Before you read a word of this, I need to tell you that I work in advertising. Writing headlines and grabbing eye balls is my day job.
How tough it is to do this in an age of rampant ennui is what keeps me up at night.
Narendra Modi riding a sea plane — breaking more technological barriers than my new phone, and that too not on land, but sea.
I know Ram crossed the sea but he needed a whole big army of apes, but not our man.
So as far as entries go, this one gets my 10/10. But why do this on the last day of campaigning? Let’s understand that.
I have full sympathy for Narendra Modi and his seaplane ride. In the share of eyeballs, Modi’s seaplane is competing with Anushka’s designer lehenga, which took 65 karigars and 3 months. He is competing with the fresh roses in Anushka’s hair and Virat singing ‘mere mehboob’ to his new bride. Talk about a tall tall order! Whoever thought of this plan B for Modi in Ahmedabad, kudos!
Modi is also my 13-year old teenage daughter.
I might not agree with her.
But I do sympathise with her.
Growing up in the selfie generation, her sense of self comes from the image more than her own self.
Modi realises lighting another lamp and cutting another ribbon is not share worthy. So a seaplane, it is.
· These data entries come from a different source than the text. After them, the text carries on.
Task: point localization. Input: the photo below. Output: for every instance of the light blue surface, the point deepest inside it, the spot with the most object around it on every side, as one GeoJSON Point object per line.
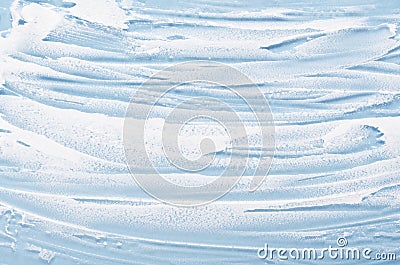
{"type": "Point", "coordinates": [331, 74]}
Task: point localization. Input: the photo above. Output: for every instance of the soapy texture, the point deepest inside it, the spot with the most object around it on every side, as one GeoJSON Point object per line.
{"type": "Point", "coordinates": [330, 71]}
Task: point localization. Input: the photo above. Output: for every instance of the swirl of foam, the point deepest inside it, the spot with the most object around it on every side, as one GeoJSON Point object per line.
{"type": "Point", "coordinates": [201, 92]}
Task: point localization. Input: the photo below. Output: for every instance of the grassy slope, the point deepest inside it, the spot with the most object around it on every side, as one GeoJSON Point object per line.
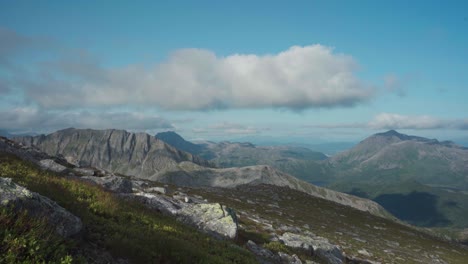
{"type": "Point", "coordinates": [389, 242]}
{"type": "Point", "coordinates": [125, 229]}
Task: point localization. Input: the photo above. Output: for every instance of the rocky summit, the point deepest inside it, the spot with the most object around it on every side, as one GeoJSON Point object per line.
{"type": "Point", "coordinates": [19, 198]}
{"type": "Point", "coordinates": [195, 213]}
{"type": "Point", "coordinates": [145, 157]}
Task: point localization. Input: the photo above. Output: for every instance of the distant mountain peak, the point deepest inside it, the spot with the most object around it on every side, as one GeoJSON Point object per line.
{"type": "Point", "coordinates": [177, 141]}
{"type": "Point", "coordinates": [394, 133]}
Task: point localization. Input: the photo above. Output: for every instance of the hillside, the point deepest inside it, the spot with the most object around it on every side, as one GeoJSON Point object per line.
{"type": "Point", "coordinates": [118, 151]}
{"type": "Point", "coordinates": [145, 157]}
{"type": "Point", "coordinates": [275, 225]}
{"type": "Point", "coordinates": [297, 161]}
{"type": "Point", "coordinates": [421, 181]}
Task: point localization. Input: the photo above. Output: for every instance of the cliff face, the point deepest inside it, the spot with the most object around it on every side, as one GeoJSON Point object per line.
{"type": "Point", "coordinates": [145, 157]}
{"type": "Point", "coordinates": [118, 151]}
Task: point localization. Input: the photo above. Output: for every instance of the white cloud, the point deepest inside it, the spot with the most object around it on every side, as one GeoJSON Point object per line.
{"type": "Point", "coordinates": [25, 119]}
{"type": "Point", "coordinates": [397, 121]}
{"type": "Point", "coordinates": [196, 79]}
{"type": "Point", "coordinates": [227, 128]}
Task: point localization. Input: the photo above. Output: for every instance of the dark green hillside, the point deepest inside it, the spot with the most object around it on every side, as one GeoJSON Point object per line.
{"type": "Point", "coordinates": [352, 230]}
{"type": "Point", "coordinates": [125, 229]}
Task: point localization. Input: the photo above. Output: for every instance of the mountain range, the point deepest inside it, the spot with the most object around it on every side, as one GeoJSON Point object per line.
{"type": "Point", "coordinates": [80, 214]}
{"type": "Point", "coordinates": [142, 156]}
{"type": "Point", "coordinates": [422, 181]}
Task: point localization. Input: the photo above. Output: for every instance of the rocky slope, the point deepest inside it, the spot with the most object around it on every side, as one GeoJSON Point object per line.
{"type": "Point", "coordinates": [277, 224]}
{"type": "Point", "coordinates": [145, 157]}
{"type": "Point", "coordinates": [118, 151]}
{"type": "Point", "coordinates": [421, 181]}
{"type": "Point", "coordinates": [408, 157]}
{"type": "Point", "coordinates": [297, 161]}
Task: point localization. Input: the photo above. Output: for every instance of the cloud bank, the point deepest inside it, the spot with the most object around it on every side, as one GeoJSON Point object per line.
{"type": "Point", "coordinates": [300, 77]}
{"type": "Point", "coordinates": [25, 119]}
{"type": "Point", "coordinates": [397, 121]}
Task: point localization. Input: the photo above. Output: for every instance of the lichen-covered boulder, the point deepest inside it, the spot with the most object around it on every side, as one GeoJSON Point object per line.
{"type": "Point", "coordinates": [161, 203]}
{"type": "Point", "coordinates": [50, 164]}
{"type": "Point", "coordinates": [316, 245]}
{"type": "Point", "coordinates": [212, 218]}
{"type": "Point", "coordinates": [112, 183]}
{"type": "Point", "coordinates": [19, 198]}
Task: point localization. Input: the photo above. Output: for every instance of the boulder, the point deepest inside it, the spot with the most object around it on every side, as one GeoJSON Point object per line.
{"type": "Point", "coordinates": [161, 203]}
{"type": "Point", "coordinates": [212, 218]}
{"type": "Point", "coordinates": [263, 255]}
{"type": "Point", "coordinates": [113, 183]}
{"type": "Point", "coordinates": [156, 189]}
{"type": "Point", "coordinates": [288, 259]}
{"type": "Point", "coordinates": [19, 198]}
{"type": "Point", "coordinates": [50, 164]}
{"type": "Point", "coordinates": [84, 171]}
{"type": "Point", "coordinates": [315, 245]}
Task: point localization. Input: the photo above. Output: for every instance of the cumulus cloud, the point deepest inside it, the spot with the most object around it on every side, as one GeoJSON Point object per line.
{"type": "Point", "coordinates": [196, 79]}
{"type": "Point", "coordinates": [24, 119]}
{"type": "Point", "coordinates": [397, 121]}
{"type": "Point", "coordinates": [227, 128]}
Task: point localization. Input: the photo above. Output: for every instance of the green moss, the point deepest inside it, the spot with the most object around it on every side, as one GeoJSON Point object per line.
{"type": "Point", "coordinates": [124, 228]}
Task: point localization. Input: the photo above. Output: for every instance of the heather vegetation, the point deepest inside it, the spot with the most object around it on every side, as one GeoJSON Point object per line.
{"type": "Point", "coordinates": [125, 229]}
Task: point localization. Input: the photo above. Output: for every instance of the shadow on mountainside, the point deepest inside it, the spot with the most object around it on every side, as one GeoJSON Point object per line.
{"type": "Point", "coordinates": [417, 208]}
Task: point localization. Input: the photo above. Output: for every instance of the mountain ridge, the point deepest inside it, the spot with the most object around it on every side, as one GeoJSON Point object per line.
{"type": "Point", "coordinates": [166, 164]}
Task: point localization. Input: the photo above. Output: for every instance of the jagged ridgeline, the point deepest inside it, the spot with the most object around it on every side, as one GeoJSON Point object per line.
{"type": "Point", "coordinates": [85, 214]}
{"type": "Point", "coordinates": [145, 157]}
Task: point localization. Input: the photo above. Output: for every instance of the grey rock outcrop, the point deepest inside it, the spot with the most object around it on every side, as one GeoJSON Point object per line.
{"type": "Point", "coordinates": [145, 157]}
{"type": "Point", "coordinates": [117, 151]}
{"type": "Point", "coordinates": [161, 190]}
{"type": "Point", "coordinates": [112, 183]}
{"type": "Point", "coordinates": [84, 171]}
{"type": "Point", "coordinates": [315, 245]}
{"type": "Point", "coordinates": [50, 164]}
{"type": "Point", "coordinates": [19, 198]}
{"type": "Point", "coordinates": [160, 203]}
{"type": "Point", "coordinates": [263, 255]}
{"type": "Point", "coordinates": [288, 259]}
{"type": "Point", "coordinates": [212, 218]}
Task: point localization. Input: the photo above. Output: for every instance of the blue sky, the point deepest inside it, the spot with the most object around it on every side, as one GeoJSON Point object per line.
{"type": "Point", "coordinates": [306, 71]}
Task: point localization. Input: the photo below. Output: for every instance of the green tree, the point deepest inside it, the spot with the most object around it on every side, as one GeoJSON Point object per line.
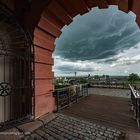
{"type": "Point", "coordinates": [96, 77]}
{"type": "Point", "coordinates": [133, 77]}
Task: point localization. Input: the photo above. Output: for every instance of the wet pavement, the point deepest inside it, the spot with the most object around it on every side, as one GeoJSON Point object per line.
{"type": "Point", "coordinates": [64, 127]}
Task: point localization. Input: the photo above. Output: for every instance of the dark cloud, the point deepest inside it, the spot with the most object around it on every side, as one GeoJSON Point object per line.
{"type": "Point", "coordinates": [100, 34]}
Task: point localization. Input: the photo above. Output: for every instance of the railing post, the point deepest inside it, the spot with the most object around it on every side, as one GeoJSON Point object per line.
{"type": "Point", "coordinates": [57, 96]}
{"type": "Point", "coordinates": [76, 94]}
{"type": "Point", "coordinates": [69, 102]}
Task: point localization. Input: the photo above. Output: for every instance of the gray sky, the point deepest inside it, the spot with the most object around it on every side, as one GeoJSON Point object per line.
{"type": "Point", "coordinates": [100, 42]}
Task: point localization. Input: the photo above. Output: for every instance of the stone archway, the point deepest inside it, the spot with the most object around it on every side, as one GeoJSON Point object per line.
{"type": "Point", "coordinates": [15, 69]}
{"type": "Point", "coordinates": [55, 15]}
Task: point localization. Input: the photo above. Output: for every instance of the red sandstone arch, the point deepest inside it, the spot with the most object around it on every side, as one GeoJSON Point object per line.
{"type": "Point", "coordinates": [54, 16]}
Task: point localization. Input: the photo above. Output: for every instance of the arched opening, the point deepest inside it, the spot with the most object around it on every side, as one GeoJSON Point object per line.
{"type": "Point", "coordinates": [57, 14]}
{"type": "Point", "coordinates": [15, 69]}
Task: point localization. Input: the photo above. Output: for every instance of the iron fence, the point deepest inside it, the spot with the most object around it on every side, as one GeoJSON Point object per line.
{"type": "Point", "coordinates": [135, 100]}
{"type": "Point", "coordinates": [64, 97]}
{"type": "Point", "coordinates": [119, 85]}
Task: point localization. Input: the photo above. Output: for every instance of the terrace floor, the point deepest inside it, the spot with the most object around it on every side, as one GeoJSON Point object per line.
{"type": "Point", "coordinates": [105, 110]}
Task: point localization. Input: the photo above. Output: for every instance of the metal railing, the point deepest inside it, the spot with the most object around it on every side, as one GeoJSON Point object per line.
{"type": "Point", "coordinates": [135, 100]}
{"type": "Point", "coordinates": [118, 85]}
{"type": "Point", "coordinates": [64, 97]}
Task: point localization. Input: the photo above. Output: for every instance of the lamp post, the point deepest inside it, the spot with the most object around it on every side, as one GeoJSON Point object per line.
{"type": "Point", "coordinates": [75, 77]}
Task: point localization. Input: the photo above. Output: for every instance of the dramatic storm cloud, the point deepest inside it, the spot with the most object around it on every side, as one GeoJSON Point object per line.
{"type": "Point", "coordinates": [100, 42]}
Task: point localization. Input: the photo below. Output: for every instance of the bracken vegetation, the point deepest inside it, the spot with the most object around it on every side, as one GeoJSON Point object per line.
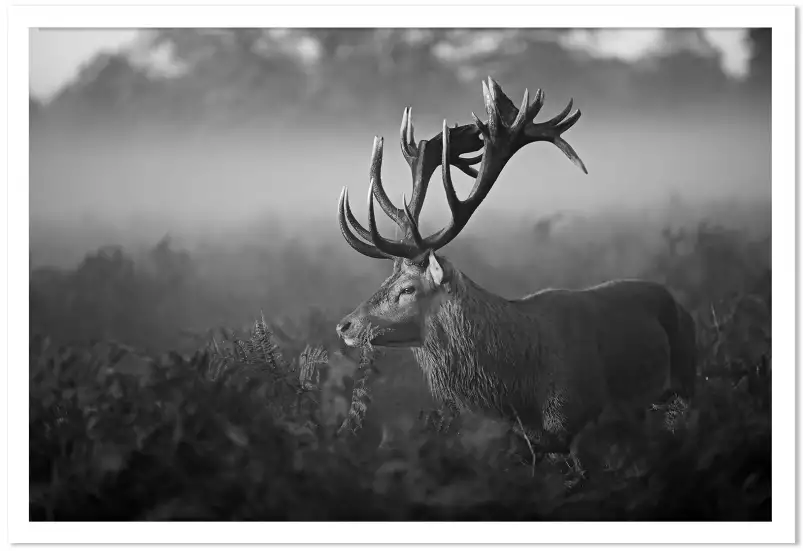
{"type": "Point", "coordinates": [132, 417]}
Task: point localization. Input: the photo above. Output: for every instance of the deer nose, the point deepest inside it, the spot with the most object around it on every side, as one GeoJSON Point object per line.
{"type": "Point", "coordinates": [343, 326]}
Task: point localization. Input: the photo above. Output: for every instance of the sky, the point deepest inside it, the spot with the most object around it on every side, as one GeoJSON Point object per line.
{"type": "Point", "coordinates": [57, 54]}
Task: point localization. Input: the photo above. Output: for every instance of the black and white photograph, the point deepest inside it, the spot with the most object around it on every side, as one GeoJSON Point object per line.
{"type": "Point", "coordinates": [381, 273]}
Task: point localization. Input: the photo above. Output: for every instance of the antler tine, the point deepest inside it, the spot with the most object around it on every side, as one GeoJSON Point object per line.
{"type": "Point", "coordinates": [392, 248]}
{"type": "Point", "coordinates": [409, 149]}
{"type": "Point", "coordinates": [396, 214]}
{"type": "Point", "coordinates": [360, 246]}
{"type": "Point", "coordinates": [508, 130]}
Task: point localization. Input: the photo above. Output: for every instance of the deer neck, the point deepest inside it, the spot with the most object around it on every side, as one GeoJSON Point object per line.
{"type": "Point", "coordinates": [473, 344]}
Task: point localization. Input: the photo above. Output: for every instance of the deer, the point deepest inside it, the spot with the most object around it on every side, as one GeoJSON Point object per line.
{"type": "Point", "coordinates": [551, 363]}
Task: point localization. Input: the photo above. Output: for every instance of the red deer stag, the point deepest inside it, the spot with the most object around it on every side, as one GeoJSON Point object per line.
{"type": "Point", "coordinates": [550, 362]}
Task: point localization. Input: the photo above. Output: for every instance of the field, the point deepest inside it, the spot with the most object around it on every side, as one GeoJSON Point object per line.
{"type": "Point", "coordinates": [208, 384]}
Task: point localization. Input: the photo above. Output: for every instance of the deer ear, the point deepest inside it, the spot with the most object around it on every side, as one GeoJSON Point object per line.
{"type": "Point", "coordinates": [435, 269]}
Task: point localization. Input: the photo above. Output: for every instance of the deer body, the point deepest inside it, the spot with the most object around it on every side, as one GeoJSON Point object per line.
{"type": "Point", "coordinates": [552, 362]}
{"type": "Point", "coordinates": [557, 359]}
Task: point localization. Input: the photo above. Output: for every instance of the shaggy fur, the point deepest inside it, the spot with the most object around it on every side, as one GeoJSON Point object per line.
{"type": "Point", "coordinates": [555, 359]}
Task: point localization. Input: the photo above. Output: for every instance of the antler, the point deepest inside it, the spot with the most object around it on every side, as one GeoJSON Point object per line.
{"type": "Point", "coordinates": [508, 129]}
{"type": "Point", "coordinates": [423, 159]}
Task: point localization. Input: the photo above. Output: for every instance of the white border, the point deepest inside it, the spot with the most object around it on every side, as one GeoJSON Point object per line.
{"type": "Point", "coordinates": [782, 21]}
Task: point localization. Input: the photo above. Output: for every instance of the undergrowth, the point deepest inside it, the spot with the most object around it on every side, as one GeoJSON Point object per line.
{"type": "Point", "coordinates": [259, 424]}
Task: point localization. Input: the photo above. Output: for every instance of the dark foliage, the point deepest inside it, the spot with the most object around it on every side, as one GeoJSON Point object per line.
{"type": "Point", "coordinates": [246, 427]}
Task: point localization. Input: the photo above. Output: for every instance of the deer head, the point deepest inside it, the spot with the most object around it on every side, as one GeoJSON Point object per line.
{"type": "Point", "coordinates": [421, 280]}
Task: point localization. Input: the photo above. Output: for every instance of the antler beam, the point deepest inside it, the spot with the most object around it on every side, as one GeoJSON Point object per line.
{"type": "Point", "coordinates": [508, 130]}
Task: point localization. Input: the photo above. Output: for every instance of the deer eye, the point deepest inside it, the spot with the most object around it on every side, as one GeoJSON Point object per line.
{"type": "Point", "coordinates": [407, 291]}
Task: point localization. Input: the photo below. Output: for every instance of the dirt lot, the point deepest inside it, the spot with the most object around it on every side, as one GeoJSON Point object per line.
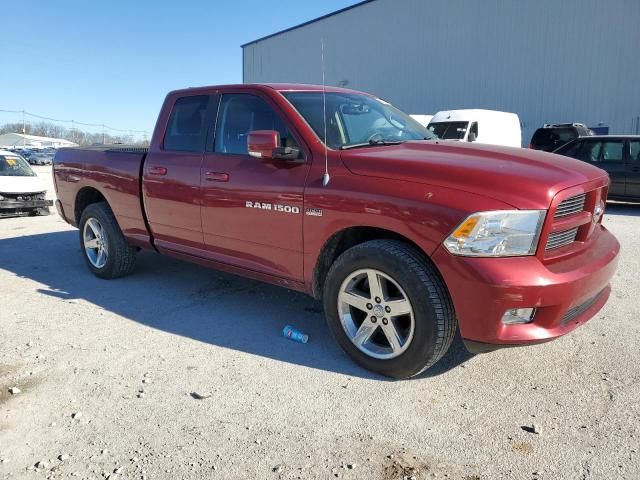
{"type": "Point", "coordinates": [107, 370]}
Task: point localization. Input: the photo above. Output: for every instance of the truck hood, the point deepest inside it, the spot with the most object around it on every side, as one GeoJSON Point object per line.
{"type": "Point", "coordinates": [522, 178]}
{"type": "Point", "coordinates": [10, 184]}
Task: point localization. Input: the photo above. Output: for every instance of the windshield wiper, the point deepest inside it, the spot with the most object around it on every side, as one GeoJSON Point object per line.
{"type": "Point", "coordinates": [371, 143]}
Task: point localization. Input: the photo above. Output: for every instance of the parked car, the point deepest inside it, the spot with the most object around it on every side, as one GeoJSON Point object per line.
{"type": "Point", "coordinates": [618, 155]}
{"type": "Point", "coordinates": [404, 240]}
{"type": "Point", "coordinates": [476, 125]}
{"type": "Point", "coordinates": [41, 158]}
{"type": "Point", "coordinates": [21, 191]}
{"type": "Point", "coordinates": [552, 136]}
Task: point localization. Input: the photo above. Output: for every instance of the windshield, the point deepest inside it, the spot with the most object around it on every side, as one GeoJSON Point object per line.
{"type": "Point", "coordinates": [354, 119]}
{"type": "Point", "coordinates": [12, 166]}
{"type": "Point", "coordinates": [449, 130]}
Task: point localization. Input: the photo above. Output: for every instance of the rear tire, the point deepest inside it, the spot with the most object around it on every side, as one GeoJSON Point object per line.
{"type": "Point", "coordinates": [105, 250]}
{"type": "Point", "coordinates": [407, 343]}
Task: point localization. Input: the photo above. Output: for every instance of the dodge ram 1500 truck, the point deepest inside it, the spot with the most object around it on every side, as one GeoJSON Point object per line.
{"type": "Point", "coordinates": [406, 240]}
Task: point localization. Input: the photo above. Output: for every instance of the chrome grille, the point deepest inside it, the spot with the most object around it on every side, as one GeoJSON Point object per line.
{"type": "Point", "coordinates": [570, 206]}
{"type": "Point", "coordinates": [575, 312]}
{"type": "Point", "coordinates": [560, 239]}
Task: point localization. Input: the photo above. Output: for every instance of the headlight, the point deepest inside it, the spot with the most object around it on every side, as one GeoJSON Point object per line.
{"type": "Point", "coordinates": [500, 233]}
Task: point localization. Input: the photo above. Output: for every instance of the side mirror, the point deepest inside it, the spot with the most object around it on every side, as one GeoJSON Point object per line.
{"type": "Point", "coordinates": [262, 143]}
{"type": "Point", "coordinates": [265, 144]}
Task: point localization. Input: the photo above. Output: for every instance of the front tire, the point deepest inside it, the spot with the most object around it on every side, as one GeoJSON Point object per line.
{"type": "Point", "coordinates": [388, 308]}
{"type": "Point", "coordinates": [105, 250]}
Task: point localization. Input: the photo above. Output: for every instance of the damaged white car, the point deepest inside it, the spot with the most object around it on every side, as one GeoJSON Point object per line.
{"type": "Point", "coordinates": [21, 190]}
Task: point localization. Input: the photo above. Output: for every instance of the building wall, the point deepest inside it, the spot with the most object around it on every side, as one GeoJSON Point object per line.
{"type": "Point", "coordinates": [549, 61]}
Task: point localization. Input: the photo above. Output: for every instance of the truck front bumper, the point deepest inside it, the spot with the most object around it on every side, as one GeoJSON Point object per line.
{"type": "Point", "coordinates": [565, 293]}
{"type": "Point", "coordinates": [10, 207]}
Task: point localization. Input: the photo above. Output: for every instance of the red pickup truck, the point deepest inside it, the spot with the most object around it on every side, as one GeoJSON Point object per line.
{"type": "Point", "coordinates": [338, 194]}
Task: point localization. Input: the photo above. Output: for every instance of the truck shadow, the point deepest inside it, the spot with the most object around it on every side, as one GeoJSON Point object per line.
{"type": "Point", "coordinates": [194, 302]}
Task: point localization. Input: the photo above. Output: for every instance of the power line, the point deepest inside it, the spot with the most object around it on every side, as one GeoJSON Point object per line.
{"type": "Point", "coordinates": [74, 122]}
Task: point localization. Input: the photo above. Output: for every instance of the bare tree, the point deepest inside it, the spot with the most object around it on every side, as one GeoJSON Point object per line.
{"type": "Point", "coordinates": [48, 129]}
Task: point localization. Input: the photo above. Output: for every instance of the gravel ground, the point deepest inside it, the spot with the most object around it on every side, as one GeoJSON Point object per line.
{"type": "Point", "coordinates": [108, 372]}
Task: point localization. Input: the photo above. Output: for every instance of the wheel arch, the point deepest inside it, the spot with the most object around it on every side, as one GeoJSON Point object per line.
{"type": "Point", "coordinates": [85, 197]}
{"type": "Point", "coordinates": [349, 237]}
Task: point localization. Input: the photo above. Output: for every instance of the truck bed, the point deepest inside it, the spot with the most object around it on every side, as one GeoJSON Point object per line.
{"type": "Point", "coordinates": [113, 171]}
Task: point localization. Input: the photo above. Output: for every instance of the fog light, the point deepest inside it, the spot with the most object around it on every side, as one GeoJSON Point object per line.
{"type": "Point", "coordinates": [515, 316]}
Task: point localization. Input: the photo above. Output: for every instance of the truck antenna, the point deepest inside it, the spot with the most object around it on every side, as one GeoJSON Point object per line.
{"type": "Point", "coordinates": [325, 177]}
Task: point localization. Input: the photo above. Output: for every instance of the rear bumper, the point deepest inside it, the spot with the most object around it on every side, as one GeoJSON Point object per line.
{"type": "Point", "coordinates": [565, 294]}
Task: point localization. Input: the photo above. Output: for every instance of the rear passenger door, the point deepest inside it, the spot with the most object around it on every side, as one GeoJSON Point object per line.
{"type": "Point", "coordinates": [171, 177]}
{"type": "Point", "coordinates": [252, 209]}
{"type": "Point", "coordinates": [633, 169]}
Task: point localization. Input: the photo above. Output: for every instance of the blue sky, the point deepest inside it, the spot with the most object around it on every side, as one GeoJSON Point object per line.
{"type": "Point", "coordinates": [113, 62]}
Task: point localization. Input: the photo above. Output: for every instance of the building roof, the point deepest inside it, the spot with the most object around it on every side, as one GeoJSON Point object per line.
{"type": "Point", "coordinates": [307, 23]}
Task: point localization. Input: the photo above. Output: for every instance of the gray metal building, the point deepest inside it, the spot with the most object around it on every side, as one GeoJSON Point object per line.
{"type": "Point", "coordinates": [549, 61]}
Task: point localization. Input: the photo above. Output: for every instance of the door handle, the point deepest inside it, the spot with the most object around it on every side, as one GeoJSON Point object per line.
{"type": "Point", "coordinates": [217, 176]}
{"type": "Point", "coordinates": [157, 171]}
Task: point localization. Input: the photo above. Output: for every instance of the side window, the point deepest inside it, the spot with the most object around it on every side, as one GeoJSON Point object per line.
{"type": "Point", "coordinates": [570, 149]}
{"type": "Point", "coordinates": [187, 127]}
{"type": "Point", "coordinates": [474, 129]}
{"type": "Point", "coordinates": [612, 151]}
{"type": "Point", "coordinates": [590, 152]}
{"type": "Point", "coordinates": [635, 151]}
{"type": "Point", "coordinates": [242, 113]}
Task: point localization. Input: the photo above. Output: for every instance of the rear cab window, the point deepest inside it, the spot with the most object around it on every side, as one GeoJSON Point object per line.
{"type": "Point", "coordinates": [241, 113]}
{"type": "Point", "coordinates": [612, 151]}
{"type": "Point", "coordinates": [634, 147]}
{"type": "Point", "coordinates": [188, 124]}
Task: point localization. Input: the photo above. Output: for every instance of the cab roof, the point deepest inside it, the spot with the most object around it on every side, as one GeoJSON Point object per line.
{"type": "Point", "coordinates": [279, 87]}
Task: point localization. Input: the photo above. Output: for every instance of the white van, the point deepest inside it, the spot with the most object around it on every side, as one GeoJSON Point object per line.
{"type": "Point", "coordinates": [475, 125]}
{"type": "Point", "coordinates": [422, 119]}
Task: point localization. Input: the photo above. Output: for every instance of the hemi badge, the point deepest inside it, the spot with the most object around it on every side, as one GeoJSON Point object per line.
{"type": "Point", "coordinates": [313, 212]}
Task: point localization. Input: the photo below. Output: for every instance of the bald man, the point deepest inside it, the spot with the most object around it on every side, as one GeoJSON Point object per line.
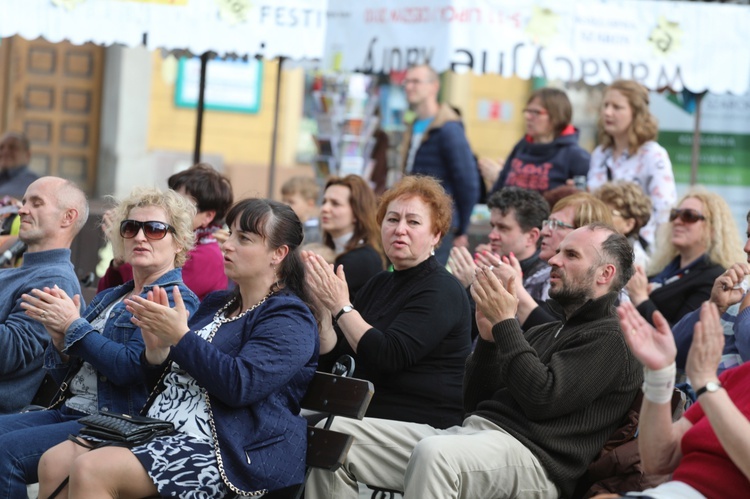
{"type": "Point", "coordinates": [15, 175]}
{"type": "Point", "coordinates": [53, 211]}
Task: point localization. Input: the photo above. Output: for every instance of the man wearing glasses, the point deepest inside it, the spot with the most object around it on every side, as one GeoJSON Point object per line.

Maybe Modi just wanted to be an actor. And maybe politics was his Plan B.
And now he wants to bring his first love into his marriage with politics. (After all, Prince Charles did that with Camilla, didn’t he?)
Look how exciting Modi has made his day job. Remember the introduction scene of Shahrukh Khan in ‘kabhi khushi kabhi gham’ – and the helicopter in the backyard of the house? This new Ahmedabad gig is like the 2017 version of that.
He did, after all, wear a suit with his name embroidered on it. And it trended. Even Ramesh Sippy couldn’t have thought of it for Gabbar or Shakaal.
There are two elements to spectacle creation: one is that people resort to these things to stand out in a crowd, and the other is our own daily need to get entertained by the minute.
“Will it be catchy?” – My clients ask every time I write a jingle.
I think that’s where social media was born. Constantly requiring an image that will be burnt into your soul – even if it is just for a day.
But there is a downside to this spectacle creation, I agree.
In trying to simplify yourself into one simple thing, you make yourself into a “heeng ki goli” so that people will just enjoy you for a second and move on to the next thing.
Modi is also very lucky because at this point there is no one who can stand up to him and he can create an image of a dabang hero, of a man who will protect us. There is lack of competition, and lack of consistency in competition. There is nobody who is consistently standing up and being the ‘other’. The only other strong competitor with the star-power was our ex-RBI governor, Raghuram Rajan. Even weak leaders, if they are consistent, will do. I feel bad for Rahul Gandhi. In terms of his image, he hasn’t even made up his mind on whether he wants facial hair or not. As a brand creator, I wouldn’t advise that. Every poster of his looks different.
I understand Modi. For me, the point is not to critique the man; the point is to understand the environment in which he is operating. It’s like something that happened to Amitabh Bachhan, where people wanted to see him do ‘the angry young man’ again and again.
But I know one thing, to compete with Anushka is hard. But to compete with Anushka in a lehenga in Tuscany needs a sea, a plane, and a Narendra Modi.